扶良知晓,每段历史都会残存这样的沙砾,无人拾掇,无人提及,又跟人一样经历着相同的阴晴雪雨。
这些淬过鲜血的沙砾,会如影随形地跟着他,即使看不见摸不着。
就像晨起的雾气一般,纵使鎏金的阳光想要驱逐秘密,也抹灭不了映射而生的,深深浅浅的影子。
金波合离——
扶良顺着荣光万丈的午门,顺着父亲的斑斑血迹,径直走出了朱红的宫墙。
一路上,驻守的官兵并未出现。
扶良心中有数,这便是楚睿的暗中庇护。只要他还未走入宫廷的权力中心,楚睿就能够只手遮天。

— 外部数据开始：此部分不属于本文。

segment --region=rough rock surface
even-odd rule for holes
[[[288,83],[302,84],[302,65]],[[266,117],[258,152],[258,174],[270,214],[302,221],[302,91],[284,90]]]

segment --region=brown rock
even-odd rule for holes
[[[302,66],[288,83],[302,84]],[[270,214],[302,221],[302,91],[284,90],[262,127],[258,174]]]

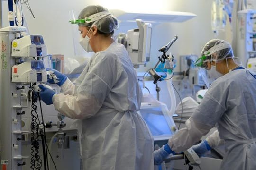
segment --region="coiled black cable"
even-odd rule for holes
[[[31,130],[31,148],[30,155],[31,159],[30,162],[30,168],[31,170],[40,170],[42,167],[42,159],[39,155],[39,126],[40,124],[40,120],[38,118],[38,115],[37,112],[37,100],[38,96],[35,93],[35,83],[31,85],[31,107],[32,110],[30,112],[31,115],[31,124],[30,128]]]

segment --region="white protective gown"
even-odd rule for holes
[[[225,142],[221,169],[256,170],[256,79],[248,70],[235,70],[215,80],[168,144],[175,152],[184,151],[215,126]]]
[[[53,103],[81,120],[84,170],[153,170],[154,140],[136,112],[141,90],[122,44],[95,53],[75,85],[68,79],[61,87]]]

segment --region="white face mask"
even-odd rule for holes
[[[92,49],[91,48],[91,45],[90,45],[89,43],[90,38],[88,37],[88,36],[87,36],[87,34],[88,34],[90,30],[91,30],[91,28],[90,28],[89,31],[87,32],[87,34],[86,34],[85,37],[83,38],[82,35],[81,34],[79,41],[79,43],[80,44],[80,45],[82,47],[82,48],[83,48],[84,50],[85,50],[85,51],[87,52],[94,52],[93,50],[92,50]]]
[[[222,76],[223,76],[220,73],[219,73],[216,70],[216,66],[211,65],[210,69],[208,70],[208,75],[210,78],[213,79],[217,79],[218,78]]]

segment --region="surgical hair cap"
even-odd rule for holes
[[[78,16],[78,19],[84,19],[84,18],[91,16],[92,15],[104,11],[108,12],[108,10],[101,6],[88,6],[80,12]],[[98,30],[105,34],[112,33],[114,29],[117,29],[119,26],[118,19],[115,16],[110,14],[106,15],[102,18],[101,18],[95,22],[79,23],[78,25],[79,26],[91,27],[93,23],[96,26]]]
[[[221,47],[221,45],[222,46]],[[214,47],[216,47],[216,50],[214,49]],[[218,50],[218,49],[219,49]],[[210,53],[210,51],[214,52]],[[215,53],[216,58],[213,59],[212,54]],[[233,57],[233,50],[229,43],[226,41],[215,39],[210,41],[203,47],[201,52],[201,56],[206,55],[206,60],[216,60],[220,61],[223,60],[225,58],[229,57]]]

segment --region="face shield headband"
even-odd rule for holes
[[[202,67],[206,69],[208,69],[207,66],[206,65],[206,62],[212,60],[212,59],[210,59],[210,60],[209,56],[220,50],[226,48],[231,48],[232,47],[230,44],[229,42],[224,42],[216,45],[211,47],[208,51],[205,51],[204,52],[204,55],[197,60],[196,61],[195,65],[197,67]],[[216,61],[218,61],[218,60],[216,60]]]
[[[81,24],[81,23],[90,23],[99,20],[103,17],[111,15],[109,12],[103,11],[92,14],[84,19],[76,19],[74,20],[69,21],[71,24]]]

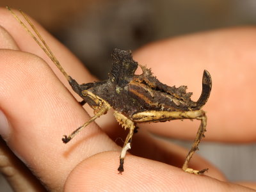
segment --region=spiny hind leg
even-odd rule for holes
[[[198,145],[202,138],[204,137],[204,133],[206,131],[206,124],[207,124],[207,117],[204,111],[200,110],[200,114],[198,116],[195,117],[197,120],[201,120],[201,124],[199,126],[198,130],[196,133],[196,138],[195,139],[194,143],[193,143],[192,147],[188,154],[188,156],[185,159],[185,162],[182,166],[182,170],[190,173],[194,173],[196,175],[202,175],[205,172],[207,171],[208,169],[204,169],[202,170],[195,170],[192,168],[188,168],[188,163],[191,159],[193,155],[196,150],[198,150]]]
[[[177,119],[200,120],[201,121],[201,124],[199,127],[192,148],[186,158],[182,169],[186,172],[194,174],[204,174],[204,173],[207,170],[207,169],[204,169],[198,171],[188,168],[188,163],[195,152],[198,150],[199,143],[204,137],[204,133],[205,132],[207,118],[205,113],[203,110],[189,111],[145,111],[133,115],[132,119],[135,122],[138,123],[158,122]]]

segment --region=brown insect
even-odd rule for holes
[[[206,128],[207,117],[201,108],[207,101],[212,87],[211,76],[207,70],[204,72],[201,96],[196,102],[194,102],[190,98],[192,93],[186,93],[186,86],[176,88],[175,86],[168,86],[163,84],[145,67],[140,65],[143,73],[135,75],[138,64],[132,60],[131,52],[115,49],[112,53],[112,69],[107,80],[79,84],[66,73],[27,16],[20,10],[43,44],[10,8],[7,8],[60,70],[73,90],[83,99],[81,104],[83,105],[88,103],[94,110],[95,115],[87,122],[70,135],[64,136],[62,141],[65,143],[69,142],[80,131],[98,117],[106,114],[112,108],[118,123],[125,129],[129,129],[120,156],[118,170],[121,173],[124,172],[124,159],[126,152],[131,148],[137,123],[197,119],[201,121],[201,124],[182,169],[186,172],[195,174],[204,174],[207,170],[204,169],[198,171],[188,168],[189,160],[198,150],[198,144],[204,137]]]

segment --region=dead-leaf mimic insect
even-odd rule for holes
[[[211,77],[207,70],[204,72],[201,96],[196,102],[194,102],[190,98],[192,93],[186,93],[186,86],[176,88],[163,84],[145,67],[140,65],[143,73],[135,75],[134,72],[138,64],[132,60],[131,52],[115,49],[112,53],[112,69],[107,80],[79,84],[66,73],[28,17],[20,10],[42,43],[10,8],[7,8],[63,73],[74,91],[83,99],[81,103],[88,103],[94,109],[95,115],[87,122],[70,135],[64,136],[62,141],[65,143],[70,141],[81,130],[112,108],[115,111],[114,116],[119,124],[125,129],[129,129],[120,156],[118,170],[121,173],[124,172],[124,159],[126,152],[131,148],[137,123],[197,119],[201,121],[201,124],[182,169],[195,174],[204,174],[207,170],[198,171],[188,168],[189,160],[198,149],[201,139],[204,137],[206,128],[207,117],[201,108],[207,101],[212,87]]]

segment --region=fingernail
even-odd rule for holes
[[[0,110],[0,135],[6,140],[10,135],[10,124],[4,113]]]

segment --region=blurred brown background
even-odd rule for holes
[[[0,5],[35,19],[100,79],[108,72],[113,48],[136,49],[174,35],[256,24],[255,0],[1,0]],[[256,145],[202,143],[199,152],[232,180],[256,179]],[[0,191],[12,191],[1,178]]]

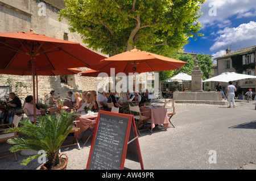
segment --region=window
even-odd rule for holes
[[[225,69],[228,69],[230,68],[230,62],[229,60],[225,61]]]
[[[251,55],[247,54],[247,64],[250,64],[251,63]]]

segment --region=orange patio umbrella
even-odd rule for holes
[[[101,73],[106,73],[106,74],[100,74]],[[104,77],[110,77],[110,74],[109,73],[104,72],[104,71],[97,71],[97,70],[92,70],[92,69],[86,70],[81,73],[81,76],[95,77],[98,77],[98,76],[102,77],[101,75],[104,75]],[[106,75],[106,76],[105,76],[105,75]]]
[[[90,69],[108,73],[110,68],[115,68],[116,73],[123,72],[128,75],[129,73],[141,73],[179,69],[186,64],[183,61],[142,51],[134,47],[131,50],[105,58],[92,66]],[[136,92],[136,78],[135,80]]]
[[[0,33],[0,69],[10,72],[31,72],[34,98],[36,70],[43,72],[84,66],[90,68],[106,58],[79,43],[36,34],[32,30],[28,33]],[[35,112],[35,99],[33,100],[34,112]]]
[[[115,72],[141,73],[179,69],[186,62],[142,51],[136,48],[112,57],[103,59],[91,66],[90,69],[103,72],[109,72],[115,68]]]
[[[56,75],[73,75],[77,74],[82,71],[76,68],[71,68],[65,69],[57,69],[57,70],[48,70],[38,71],[35,70],[35,75],[46,75],[46,76],[56,76]],[[31,71],[27,70],[9,70],[2,69],[0,70],[0,73],[3,74],[10,74],[16,75],[31,75]]]

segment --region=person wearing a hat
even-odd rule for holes
[[[251,91],[251,89],[249,89],[249,91],[245,93],[249,98],[251,101],[253,101],[253,92]]]
[[[98,90],[98,92],[96,100],[99,110],[108,111],[108,99],[104,95],[104,90],[102,88],[100,88]]]

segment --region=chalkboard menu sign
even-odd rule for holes
[[[141,162],[135,126],[133,115],[100,111],[86,169],[123,169],[126,156],[128,156],[127,159],[131,157],[130,159]],[[127,150],[129,154],[126,155]]]

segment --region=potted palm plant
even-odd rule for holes
[[[41,166],[40,169],[65,169],[68,158],[67,155],[64,158],[59,157],[59,149],[72,128],[75,115],[75,113],[63,111],[60,114],[46,114],[38,117],[36,125],[29,119],[21,121],[20,127],[6,131],[21,133],[19,134],[19,137],[7,141],[9,144],[14,145],[10,150],[12,152],[22,150],[44,150],[48,161]],[[40,156],[43,155],[39,154],[29,157],[21,164],[27,165],[31,160]]]

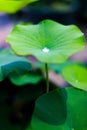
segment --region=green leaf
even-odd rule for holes
[[[25,74],[19,74],[19,73],[12,73],[9,76],[11,82],[17,86],[22,86],[22,85],[26,85],[26,84],[36,84],[38,82],[40,82],[43,79],[43,76],[41,73],[37,72],[32,72],[29,71],[28,73]]]
[[[68,124],[73,130],[87,130],[87,92],[66,88]]]
[[[37,0],[0,0],[0,12],[16,13],[27,4]]]
[[[12,72],[23,74],[29,70],[31,70],[31,64],[26,58],[12,54],[9,49],[0,52],[0,80]]]
[[[34,114],[48,124],[63,124],[66,120],[66,101],[63,93],[61,89],[56,89],[40,96],[36,101]]]
[[[82,65],[84,66],[83,63],[81,62],[72,62],[72,61],[65,61],[62,64],[50,64],[49,67],[54,70],[57,73],[61,73],[63,68],[65,68],[66,66],[71,66],[71,65]]]
[[[66,66],[62,75],[74,87],[87,90],[87,69],[85,67],[80,65]]]
[[[37,118],[35,115],[32,117],[31,125],[29,125],[26,130],[71,130],[68,125],[62,124],[62,125],[52,125],[47,124]]]
[[[84,48],[85,39],[75,25],[43,20],[37,25],[16,25],[7,42],[19,55],[33,55],[45,63],[62,63]]]

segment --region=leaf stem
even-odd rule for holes
[[[48,64],[45,63],[45,70],[46,70],[46,93],[49,92],[49,76],[48,76]]]

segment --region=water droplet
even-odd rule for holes
[[[49,49],[47,47],[45,47],[45,48],[42,49],[42,51],[47,53],[47,52],[49,52]]]
[[[78,83],[78,80],[76,80],[76,83]]]

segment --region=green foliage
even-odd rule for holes
[[[26,84],[37,84],[43,79],[43,75],[40,71],[29,71],[25,74],[12,72],[9,76],[11,82],[17,86],[22,86]]]
[[[72,86],[87,91],[87,69],[84,66],[66,66],[62,70],[62,75]]]
[[[87,92],[66,88],[68,124],[74,130],[87,130]]]
[[[47,122],[42,121],[42,119],[38,118],[38,116],[34,114],[32,117],[31,125],[29,125],[29,127],[26,130],[38,130],[38,129],[41,129],[41,130],[44,130],[44,129],[45,130],[80,130],[80,129],[87,130],[87,114],[86,114],[87,92],[84,92],[84,91],[81,91],[81,90],[75,89],[75,88],[66,88],[62,91],[64,91],[63,95],[65,95],[65,97],[63,97],[63,99],[65,99],[67,97],[66,98],[67,116],[65,118],[66,119],[65,122],[61,123],[60,125],[57,125],[57,124],[54,125],[53,124],[54,121],[53,121],[51,124],[49,124]],[[56,104],[58,103],[57,101],[59,101],[59,100],[56,99],[56,101],[55,101]],[[49,101],[47,103],[49,104]],[[44,104],[47,104],[47,103],[44,103]],[[52,104],[54,104],[54,103],[52,103]],[[61,103],[59,104],[59,107],[60,107],[60,105],[61,105]],[[51,108],[55,109],[55,113],[58,112],[56,110],[55,106],[51,105]],[[41,108],[41,109],[43,109],[43,108]],[[43,109],[43,110],[45,113],[45,112],[47,112],[48,109],[47,110]],[[50,111],[50,109],[49,109],[49,111]],[[49,113],[49,111],[48,111],[48,113]],[[39,114],[39,112],[38,112],[38,114]],[[53,114],[53,113],[51,113],[51,114]],[[49,118],[47,118],[47,119],[50,120]],[[61,120],[61,118],[58,118],[58,119]]]
[[[63,94],[64,92],[56,89],[40,96],[36,100],[34,114],[48,124],[63,124],[66,120],[66,99]]]
[[[16,54],[33,55],[42,62],[36,64],[37,68],[43,68],[45,63],[49,86],[48,63],[65,62],[72,54],[84,48],[85,38],[75,25],[64,26],[52,20],[43,20],[37,25],[16,25],[7,37],[7,42]],[[32,120],[26,130],[87,130],[86,92],[75,88],[54,90],[52,86],[52,90],[50,88],[46,93],[43,82],[35,86],[43,79],[42,73],[35,73],[33,70],[32,73],[31,63],[26,58],[4,51],[1,52],[0,59],[1,80],[8,76],[17,86],[28,84],[29,91],[23,89],[22,96],[29,101],[35,101]],[[71,62],[61,65],[59,70],[55,67],[54,70],[62,72],[64,78],[73,86],[86,90],[86,69]]]
[[[19,55],[33,55],[45,63],[62,63],[84,48],[85,39],[75,25],[43,20],[37,25],[16,25],[7,42]]]
[[[10,49],[4,49],[0,52],[0,80],[12,73],[24,74],[31,68],[31,63],[26,58],[16,56]]]
[[[37,0],[0,0],[0,12],[16,13],[27,4]]]

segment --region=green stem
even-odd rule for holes
[[[46,93],[49,92],[49,76],[48,76],[48,64],[45,63],[45,70],[46,70]]]

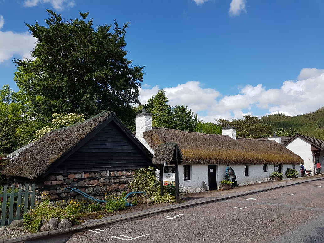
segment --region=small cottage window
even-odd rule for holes
[[[268,171],[268,166],[266,164],[263,164],[263,172],[267,172]]]
[[[248,165],[244,165],[244,175],[249,175],[249,166]]]
[[[189,180],[190,179],[190,165],[183,165],[183,180]]]

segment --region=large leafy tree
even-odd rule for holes
[[[146,111],[152,113],[152,125],[157,127],[193,131],[197,115],[182,105],[175,107],[168,104],[168,100],[163,89],[149,99],[144,105]]]
[[[30,111],[26,94],[8,85],[0,90],[0,151],[10,153],[26,144],[44,123]]]
[[[228,124],[236,128],[237,135],[239,137],[264,137],[272,134],[271,125],[264,124],[257,117],[248,115],[243,117],[244,119],[233,119],[232,121],[221,118],[216,121],[222,127],[226,127]]]
[[[53,113],[84,114],[88,118],[103,110],[129,119],[130,104],[140,104],[139,87],[143,66],[126,58],[125,29],[112,25],[93,28],[88,12],[64,21],[47,10],[47,26],[26,24],[38,40],[33,60],[16,59],[19,66],[15,80],[29,95],[38,118],[47,122]],[[113,29],[112,29],[113,28]]]
[[[221,134],[222,127],[214,123],[205,122],[199,120],[194,129],[195,132],[210,134]]]

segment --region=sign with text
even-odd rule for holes
[[[176,168],[174,166],[164,166],[163,170],[163,185],[176,186]]]

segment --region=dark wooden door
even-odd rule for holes
[[[210,190],[217,190],[216,165],[208,165],[208,183]]]

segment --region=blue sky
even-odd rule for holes
[[[145,66],[140,100],[163,88],[199,118],[295,115],[324,106],[322,0],[0,0],[0,85],[37,41],[25,23],[46,9],[95,26],[129,21],[128,58]]]

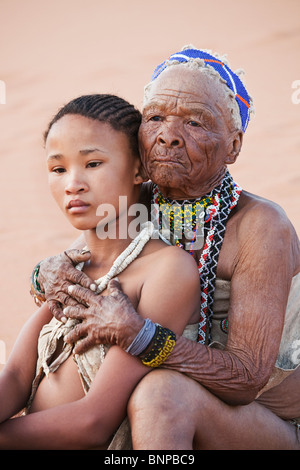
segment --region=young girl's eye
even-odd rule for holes
[[[97,166],[100,166],[102,162],[89,162],[87,164],[87,168],[96,168]]]

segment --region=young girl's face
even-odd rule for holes
[[[66,115],[51,127],[46,154],[52,195],[75,228],[96,228],[101,204],[112,204],[118,217],[119,196],[128,207],[137,202],[140,161],[109,124]]]

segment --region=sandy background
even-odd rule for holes
[[[245,69],[256,116],[231,172],[300,232],[299,0],[0,0],[0,363],[35,309],[32,267],[77,236],[48,191],[48,121],[86,93],[140,107],[155,66],[189,43]]]

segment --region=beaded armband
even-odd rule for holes
[[[41,286],[37,280],[40,272],[40,263],[38,263],[32,271],[30,294],[32,295],[35,303],[40,307],[45,302],[45,292],[42,291]]]
[[[145,366],[159,367],[171,354],[176,343],[176,335],[168,328],[156,324],[155,334],[151,343],[151,349],[140,359]]]

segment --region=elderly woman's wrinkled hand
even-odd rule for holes
[[[70,297],[68,288],[74,284],[84,287],[93,286],[93,281],[76,265],[90,258],[90,252],[84,250],[68,250],[57,256],[43,260],[39,269],[38,281],[45,292],[51,313],[57,320],[63,319],[63,308],[67,305],[77,305]]]
[[[108,295],[95,294],[78,285],[70,286],[68,291],[77,305],[66,307],[64,316],[81,322],[64,339],[67,343],[76,343],[76,354],[82,354],[96,344],[126,349],[143,326],[143,318],[137,314],[116,279],[109,282]]]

扶良站在而今鲜有人来的祝由树下,静静地,守了一个时辰。
传闻,枝繁叶茂的祝由树扎根于纪国先贤的身躯之上,摄魂通灵,能够昭示一国兴衰。
自然,亦有人云,头顶妖树,愚昧黔首,应当一斧断根,永绝后患。
扶良不知前人栽树之用意,只当这里是纪国亡魂的暂居之所。
他想知道的仅仅是,父亲的怨灵是否会依存于此。
丞相扶叔夜被斩首示众,尸骨未寒却一直密不发丧。
济宁王当其是理所当然,亦削去了扶良祭奠扶氏一族死灵之身的权利。